If a quid pro quo is thought of as having any bearing, the other taxes Roadway and Pilot paid cannot reasonably be thought of as adequate for the benefits and protection supplied by the state. Local real estate property taxes, imposed on all property owners, go only for local needs and no part thereof finds its way to the state treasury. The registration fees for the city fleet vehicles are not, under our system, moneys dedicated for highway purposes, but go into the general state fund. The same is true of motor fuel taxes, but these only produce revenue to the extent that a motor vehicle operator chooses to purchase fuel within the state. The so-called payroll taxes cannot be applied for general state purposes, but must become part of special funds only usable to pay unemployment compensation and similar benefits.
The judgments of the Division of Tax Appeals are affirmed.
For affirmance Chief Justice WEINTRAUB and Justices JACOBS, FRANCIS, PROCTOR, HALL, SCHETTINO and HANEMAN 7.
For reversal None.NOTES
 This has been raised to 3 1/4% by L. 1966, c. 134.
 In this connection it may be mentioned that Roadway had refused to file state tax returns prior to our earlier decision. 37 N.J. 136. The Director had previously proceeded against it, not by an effort to exclude it from the state by a suit for an injunction as the act authorizes (N.J.S.A. 54:10A-20), but by methods of collection of the taxes he assessed out of the corporation's property in the state pursuant to the state tax uniform procedure law, N.J.S.A. 54:48-1, et seq.

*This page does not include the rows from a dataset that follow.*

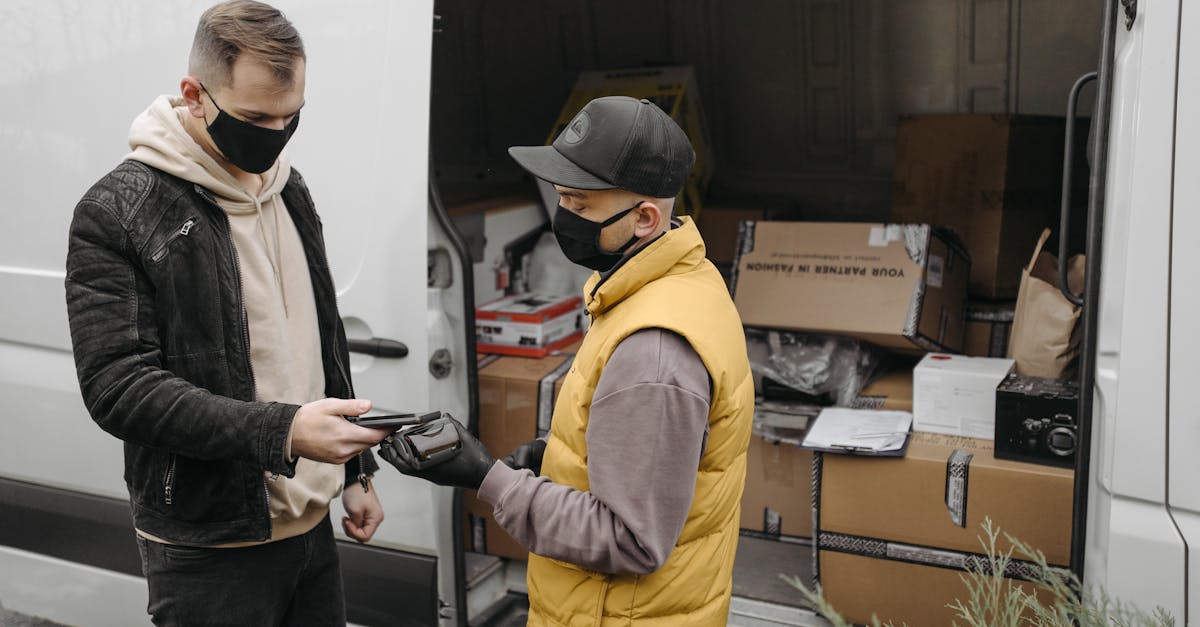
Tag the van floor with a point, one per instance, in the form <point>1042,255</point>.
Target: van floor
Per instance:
<point>756,575</point>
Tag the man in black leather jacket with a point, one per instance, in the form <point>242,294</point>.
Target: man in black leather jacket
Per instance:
<point>207,336</point>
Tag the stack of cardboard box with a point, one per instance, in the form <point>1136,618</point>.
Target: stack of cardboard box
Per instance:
<point>516,400</point>
<point>892,536</point>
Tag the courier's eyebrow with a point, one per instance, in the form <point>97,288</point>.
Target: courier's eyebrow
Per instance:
<point>251,113</point>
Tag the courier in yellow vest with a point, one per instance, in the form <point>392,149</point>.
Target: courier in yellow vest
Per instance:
<point>630,506</point>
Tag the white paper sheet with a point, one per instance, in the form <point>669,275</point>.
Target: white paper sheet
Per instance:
<point>859,430</point>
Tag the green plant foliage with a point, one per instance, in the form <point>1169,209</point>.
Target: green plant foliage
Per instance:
<point>1054,598</point>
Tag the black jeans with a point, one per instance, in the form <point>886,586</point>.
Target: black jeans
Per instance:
<point>291,581</point>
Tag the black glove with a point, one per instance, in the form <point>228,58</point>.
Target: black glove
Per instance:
<point>465,470</point>
<point>527,455</point>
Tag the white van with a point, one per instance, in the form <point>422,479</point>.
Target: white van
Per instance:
<point>802,99</point>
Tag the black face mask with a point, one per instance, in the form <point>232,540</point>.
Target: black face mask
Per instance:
<point>580,239</point>
<point>250,147</point>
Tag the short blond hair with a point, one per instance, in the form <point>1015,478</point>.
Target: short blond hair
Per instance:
<point>231,29</point>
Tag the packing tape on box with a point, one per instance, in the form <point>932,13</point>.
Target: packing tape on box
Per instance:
<point>958,467</point>
<point>898,551</point>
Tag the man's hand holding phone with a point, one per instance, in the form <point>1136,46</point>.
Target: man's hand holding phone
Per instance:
<point>321,431</point>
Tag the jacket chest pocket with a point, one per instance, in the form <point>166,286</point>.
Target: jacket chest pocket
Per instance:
<point>185,267</point>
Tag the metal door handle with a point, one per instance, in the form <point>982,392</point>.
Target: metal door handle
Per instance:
<point>378,347</point>
<point>1068,160</point>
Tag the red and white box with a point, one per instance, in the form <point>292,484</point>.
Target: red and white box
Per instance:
<point>528,324</point>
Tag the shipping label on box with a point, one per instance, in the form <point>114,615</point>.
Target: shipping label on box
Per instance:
<point>955,394</point>
<point>900,286</point>
<point>893,535</point>
<point>893,390</point>
<point>528,324</point>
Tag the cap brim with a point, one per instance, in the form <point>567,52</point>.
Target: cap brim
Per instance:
<point>550,165</point>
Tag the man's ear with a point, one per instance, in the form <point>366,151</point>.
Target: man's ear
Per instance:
<point>649,219</point>
<point>190,88</point>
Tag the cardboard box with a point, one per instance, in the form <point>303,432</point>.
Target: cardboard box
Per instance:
<point>777,500</point>
<point>892,390</point>
<point>894,533</point>
<point>955,394</point>
<point>988,326</point>
<point>900,286</point>
<point>497,231</point>
<point>528,324</point>
<point>995,179</point>
<point>719,227</point>
<point>516,398</point>
<point>675,90</point>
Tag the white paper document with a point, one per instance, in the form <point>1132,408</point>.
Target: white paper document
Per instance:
<point>859,430</point>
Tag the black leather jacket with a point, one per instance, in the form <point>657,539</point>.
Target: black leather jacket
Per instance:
<point>162,351</point>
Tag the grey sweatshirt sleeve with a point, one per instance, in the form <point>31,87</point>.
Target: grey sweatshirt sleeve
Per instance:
<point>646,433</point>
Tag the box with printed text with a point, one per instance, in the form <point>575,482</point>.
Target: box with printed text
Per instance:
<point>528,324</point>
<point>899,286</point>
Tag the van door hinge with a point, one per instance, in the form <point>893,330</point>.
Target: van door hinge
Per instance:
<point>1131,12</point>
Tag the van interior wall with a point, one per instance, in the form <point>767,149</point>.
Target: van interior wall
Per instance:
<point>801,96</point>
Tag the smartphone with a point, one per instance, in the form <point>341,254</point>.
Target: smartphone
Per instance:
<point>394,421</point>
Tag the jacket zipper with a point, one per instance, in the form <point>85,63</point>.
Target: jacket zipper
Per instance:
<point>245,329</point>
<point>161,251</point>
<point>168,481</point>
<point>341,369</point>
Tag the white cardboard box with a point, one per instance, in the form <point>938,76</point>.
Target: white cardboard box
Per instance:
<point>955,394</point>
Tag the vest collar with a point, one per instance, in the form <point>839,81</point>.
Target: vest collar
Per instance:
<point>677,250</point>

 Shortly after the decision in Northwestern Cement, Congress passed P.L. 86-272 (1959), 73 Stat. 555, 15 U.S.C.A. § 381, et seq., denying the states the power to impose taxes on or measured by net income derived within the state from interstate commerce, if the only business activities carried on within the state are the solicitation of orders for sales of tangible personal property and the orders are sent outside the state for approval or rejection and are filled by shipment or delivery from a point outside the state. This very limited prohibition obviously does not apply to the taxpayers in the case at bar. The legislative approach being negative and not positive, we believe no inference may be drawn therefrom as to the power of the states to otherwise tax interstate commerce. This appears to be the view expressed in the report of the Senate Committee handling the legislation. U.S. Code Congressional and Administrative News, 86th Congress, First Session (1959) 2548, 2551.